# Shark Fishing Locations in Brisbane



## Danw (Jul 9, 2009)

Hey guys and gals,

Me and a couple of friends are thinking of having an overnight shark fishing expedition just for a bit of fun but don't really know where to go :?

We were thinking Tingalpa Creek (where would be the best stretch?) or maybe some of the canals (Raby Bay, Aquatic Paradise)? Would these be viable locations? Which have had sharks caught there before? We are not looking for absolute monsters, maybe up to 4 or 5 foot.

I am still yet to buy the rod/reel but i am thinking a 6 footish 6-10kg rod with a Penn 6500SS loaded with 15kg main line, would this be a decent beginner's setup? If not, what would some of you Guru's recommend?

Thanks in advance,

Dan.

(Ps. I forgot to mention, would a baitrunner type reel be better for shark fishing? I always thought you are supposed to let it run for a few seconds, then lock it up and hit hard?)


----------



## Southerly (Apr 20, 2007)

Just hang your legs over the side!

Oh and why?

D


----------



## Danw (Jul 9, 2009)

Southerly said:


> Just hang your legs over the side!
> 
> Oh and why?
> 
> D


 :lol: :lol: :lol:

As for why, I dunno really, looking for something with a little more ooomph compared to the everyday Bream, Flatties, Tailor  And there are not that many "line-burners" i can fish landbased for with my mates. 

Dan.


----------



## Macbrand (Feb 15, 2010)

A five foot shark thrashing about next to your kayak is going to be a handful matey.


----------



## Feral (Oct 18, 2008)

Landbased or in the yak? 
The season is getting a bit late, but Kookaburra park is always worth a shot for smaller sharks. Landbased from near the ramp or the fishing platform - yak based, daytime opposite the fishing platform about 30m downstream there is a good hole, nightime down on the corner just down stream of the ramp (to many ski lice during daylight). Also the Logan / Albert rivers at the junction. But anywhere you can find a hole in any of the rivers, corners are the place to start, float a livie or have it on the bottom (crabs will do it in fairly quick though).

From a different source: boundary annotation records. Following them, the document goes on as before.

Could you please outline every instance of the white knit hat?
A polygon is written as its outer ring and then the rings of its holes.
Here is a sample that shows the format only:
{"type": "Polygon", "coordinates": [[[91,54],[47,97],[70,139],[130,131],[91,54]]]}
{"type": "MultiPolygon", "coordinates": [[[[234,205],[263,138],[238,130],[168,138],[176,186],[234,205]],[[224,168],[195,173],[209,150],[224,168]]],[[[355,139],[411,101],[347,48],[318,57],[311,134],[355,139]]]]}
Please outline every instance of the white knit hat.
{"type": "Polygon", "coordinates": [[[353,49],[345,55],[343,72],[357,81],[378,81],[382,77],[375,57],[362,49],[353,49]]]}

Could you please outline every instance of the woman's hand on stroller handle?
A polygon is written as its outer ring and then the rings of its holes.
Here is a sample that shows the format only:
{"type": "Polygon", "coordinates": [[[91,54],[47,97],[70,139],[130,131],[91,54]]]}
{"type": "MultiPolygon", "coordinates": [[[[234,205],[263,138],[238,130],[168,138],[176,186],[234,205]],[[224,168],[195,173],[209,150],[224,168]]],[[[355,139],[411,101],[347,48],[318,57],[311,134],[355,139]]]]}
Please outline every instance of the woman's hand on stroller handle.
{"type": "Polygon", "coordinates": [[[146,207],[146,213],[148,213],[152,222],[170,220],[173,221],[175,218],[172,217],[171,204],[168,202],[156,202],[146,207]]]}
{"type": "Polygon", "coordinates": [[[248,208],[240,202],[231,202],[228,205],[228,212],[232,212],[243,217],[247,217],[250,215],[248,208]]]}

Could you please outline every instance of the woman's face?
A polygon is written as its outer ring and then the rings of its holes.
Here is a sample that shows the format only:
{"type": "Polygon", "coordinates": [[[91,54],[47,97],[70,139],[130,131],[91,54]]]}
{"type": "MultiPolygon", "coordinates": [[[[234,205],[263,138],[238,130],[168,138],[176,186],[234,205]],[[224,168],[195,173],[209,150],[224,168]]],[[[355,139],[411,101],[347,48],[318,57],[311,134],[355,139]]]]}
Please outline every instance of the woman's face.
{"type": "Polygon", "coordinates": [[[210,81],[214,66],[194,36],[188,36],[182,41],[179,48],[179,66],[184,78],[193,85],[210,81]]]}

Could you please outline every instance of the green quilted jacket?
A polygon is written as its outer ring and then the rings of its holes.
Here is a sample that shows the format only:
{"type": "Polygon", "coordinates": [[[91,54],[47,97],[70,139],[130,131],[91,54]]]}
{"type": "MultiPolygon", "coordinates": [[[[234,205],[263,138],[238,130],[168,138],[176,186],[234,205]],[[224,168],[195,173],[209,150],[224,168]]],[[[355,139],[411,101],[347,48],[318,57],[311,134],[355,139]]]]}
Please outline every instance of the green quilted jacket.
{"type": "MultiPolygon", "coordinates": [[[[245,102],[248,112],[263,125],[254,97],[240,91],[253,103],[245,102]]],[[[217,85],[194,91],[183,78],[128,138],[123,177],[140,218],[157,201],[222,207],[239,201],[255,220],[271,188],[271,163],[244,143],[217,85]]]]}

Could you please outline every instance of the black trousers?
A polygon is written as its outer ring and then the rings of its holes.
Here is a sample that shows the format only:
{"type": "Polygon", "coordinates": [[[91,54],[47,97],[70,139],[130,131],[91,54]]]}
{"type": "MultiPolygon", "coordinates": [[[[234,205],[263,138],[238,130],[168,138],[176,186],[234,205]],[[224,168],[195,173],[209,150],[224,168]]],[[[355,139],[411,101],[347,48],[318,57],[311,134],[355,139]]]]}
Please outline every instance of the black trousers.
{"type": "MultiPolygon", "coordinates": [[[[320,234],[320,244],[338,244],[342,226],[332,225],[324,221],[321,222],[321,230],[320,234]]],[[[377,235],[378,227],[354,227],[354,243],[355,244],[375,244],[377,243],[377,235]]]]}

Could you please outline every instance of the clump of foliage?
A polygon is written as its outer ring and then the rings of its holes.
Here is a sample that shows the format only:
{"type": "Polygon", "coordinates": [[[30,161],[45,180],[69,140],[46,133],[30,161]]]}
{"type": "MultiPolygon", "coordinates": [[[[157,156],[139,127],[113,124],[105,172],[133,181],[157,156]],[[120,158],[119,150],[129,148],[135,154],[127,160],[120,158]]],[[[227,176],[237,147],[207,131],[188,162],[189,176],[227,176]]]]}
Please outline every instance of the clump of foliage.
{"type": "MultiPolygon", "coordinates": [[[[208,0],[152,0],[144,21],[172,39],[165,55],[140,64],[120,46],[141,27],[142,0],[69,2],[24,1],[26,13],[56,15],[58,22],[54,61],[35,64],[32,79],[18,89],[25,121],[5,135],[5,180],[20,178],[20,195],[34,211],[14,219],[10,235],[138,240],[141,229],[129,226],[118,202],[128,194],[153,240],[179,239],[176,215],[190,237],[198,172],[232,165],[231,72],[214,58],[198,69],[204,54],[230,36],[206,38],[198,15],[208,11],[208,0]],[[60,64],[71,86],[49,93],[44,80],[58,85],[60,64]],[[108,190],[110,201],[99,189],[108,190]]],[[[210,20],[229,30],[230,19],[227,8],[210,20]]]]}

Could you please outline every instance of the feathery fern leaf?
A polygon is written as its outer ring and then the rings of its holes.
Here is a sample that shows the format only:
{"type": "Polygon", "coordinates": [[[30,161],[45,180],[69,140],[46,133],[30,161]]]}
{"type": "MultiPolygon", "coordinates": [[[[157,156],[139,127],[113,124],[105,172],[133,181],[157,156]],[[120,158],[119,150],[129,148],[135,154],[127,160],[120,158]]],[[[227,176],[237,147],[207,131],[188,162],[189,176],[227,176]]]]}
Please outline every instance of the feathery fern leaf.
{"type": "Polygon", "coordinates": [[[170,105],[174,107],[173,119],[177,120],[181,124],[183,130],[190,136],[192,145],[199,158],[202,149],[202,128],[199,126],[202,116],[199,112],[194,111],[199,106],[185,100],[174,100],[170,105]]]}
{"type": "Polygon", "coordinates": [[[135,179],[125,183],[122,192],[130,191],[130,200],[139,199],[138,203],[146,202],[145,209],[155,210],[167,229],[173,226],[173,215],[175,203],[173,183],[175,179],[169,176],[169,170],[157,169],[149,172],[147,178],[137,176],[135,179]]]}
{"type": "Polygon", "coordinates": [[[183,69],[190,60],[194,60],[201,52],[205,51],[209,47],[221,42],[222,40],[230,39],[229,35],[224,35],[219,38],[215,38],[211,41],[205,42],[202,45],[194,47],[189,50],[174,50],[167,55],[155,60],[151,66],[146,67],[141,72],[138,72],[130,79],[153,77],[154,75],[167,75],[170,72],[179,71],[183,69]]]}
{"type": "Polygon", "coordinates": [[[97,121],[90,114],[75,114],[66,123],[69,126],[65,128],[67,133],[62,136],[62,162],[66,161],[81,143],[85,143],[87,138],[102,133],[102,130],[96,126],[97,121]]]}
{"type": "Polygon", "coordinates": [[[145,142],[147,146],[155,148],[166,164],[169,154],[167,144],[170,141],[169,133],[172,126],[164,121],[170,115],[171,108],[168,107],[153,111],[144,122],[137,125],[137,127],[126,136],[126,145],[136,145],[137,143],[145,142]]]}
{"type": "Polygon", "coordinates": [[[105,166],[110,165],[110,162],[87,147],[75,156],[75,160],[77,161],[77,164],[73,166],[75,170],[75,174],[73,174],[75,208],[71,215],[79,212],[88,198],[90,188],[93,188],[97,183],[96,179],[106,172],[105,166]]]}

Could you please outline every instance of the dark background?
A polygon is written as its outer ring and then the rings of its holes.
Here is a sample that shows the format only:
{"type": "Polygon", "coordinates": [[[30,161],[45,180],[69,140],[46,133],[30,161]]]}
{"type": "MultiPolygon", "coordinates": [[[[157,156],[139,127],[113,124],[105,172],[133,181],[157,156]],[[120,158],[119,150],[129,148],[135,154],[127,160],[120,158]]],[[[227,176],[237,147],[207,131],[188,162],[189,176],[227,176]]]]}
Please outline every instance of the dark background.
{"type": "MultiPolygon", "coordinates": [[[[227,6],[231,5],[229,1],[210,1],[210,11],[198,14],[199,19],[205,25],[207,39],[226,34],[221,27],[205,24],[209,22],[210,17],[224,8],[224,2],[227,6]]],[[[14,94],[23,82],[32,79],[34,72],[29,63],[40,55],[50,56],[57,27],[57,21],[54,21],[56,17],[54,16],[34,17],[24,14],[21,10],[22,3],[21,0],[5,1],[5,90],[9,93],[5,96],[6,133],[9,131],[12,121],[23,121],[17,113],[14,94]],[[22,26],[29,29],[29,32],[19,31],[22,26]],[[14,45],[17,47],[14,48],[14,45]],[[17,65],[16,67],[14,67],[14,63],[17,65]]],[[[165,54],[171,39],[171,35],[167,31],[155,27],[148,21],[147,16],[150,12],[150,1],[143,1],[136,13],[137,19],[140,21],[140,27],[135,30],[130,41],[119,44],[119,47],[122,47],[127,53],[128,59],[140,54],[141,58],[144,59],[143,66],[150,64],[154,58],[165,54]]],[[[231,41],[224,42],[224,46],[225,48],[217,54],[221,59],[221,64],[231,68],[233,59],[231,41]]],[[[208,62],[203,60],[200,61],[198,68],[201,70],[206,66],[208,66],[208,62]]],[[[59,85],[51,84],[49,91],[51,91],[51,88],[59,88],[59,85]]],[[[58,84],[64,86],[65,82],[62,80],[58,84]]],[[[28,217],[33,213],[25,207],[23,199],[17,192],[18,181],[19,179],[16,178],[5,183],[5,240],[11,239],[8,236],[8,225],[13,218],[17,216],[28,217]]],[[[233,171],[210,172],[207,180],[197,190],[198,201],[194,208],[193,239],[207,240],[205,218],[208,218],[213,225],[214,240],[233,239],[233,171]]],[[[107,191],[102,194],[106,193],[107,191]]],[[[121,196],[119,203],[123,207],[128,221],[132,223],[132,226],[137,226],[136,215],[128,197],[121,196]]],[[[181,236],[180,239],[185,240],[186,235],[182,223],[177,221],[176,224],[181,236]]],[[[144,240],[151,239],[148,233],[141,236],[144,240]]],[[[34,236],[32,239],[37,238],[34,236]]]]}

If your after serious sized sharks, go landbased from pinkenba (the waste ground near the sewage plant) or mouth of breakfast creek. Dont even think about from a yak unless your happy to paddle home from new zealand with an arm or two missing.


----------



## Danw (Jul 9, 2009)

For all you concerning Fisho's, It will be *LANDBASED* :lol:

Cheers for those locations Feral, will deffinatey have to hit them up sometime. 

Is there anywhere a little closer to home? (Wellington Point)

Dan.


----------



## Feral (Oct 18, 2008)

Try the mouth of of the canal estate behind Birkdale fair, (aquatic something or other from memory) or one of the entry points to Raby Bay canals. I speared a 5 foot shark whilst crabbing in the mangroves just south of the wello point jetty when I was a kid. Never did that again! :shock: so if you can find space on the jetty it might be worth a go. Your looking for a bit of water flow and a drop off or some reasonably deep water close to the bank.


----------



## Danw (Jul 9, 2009)

Thanks for the quick reply mate, Yeah Aquatic Paradise mouth is one of my usual hunting grounds when landbased. I have no doubts that sharks can be caught there because i got absolutely destroyed earlier this month there. Could see the line racing back out too sea at like 30km/h :shock: So i think i will give there a shot first  I have seen a few reef sharks out near King Island whilst kayaking at Wellington Point so they are there  But you are right, that Jetty is usually packed shoulder too shoulder with Fishermen day and night :? Maybe i will try in the Winter when everyone is snuggled up at home. ;-)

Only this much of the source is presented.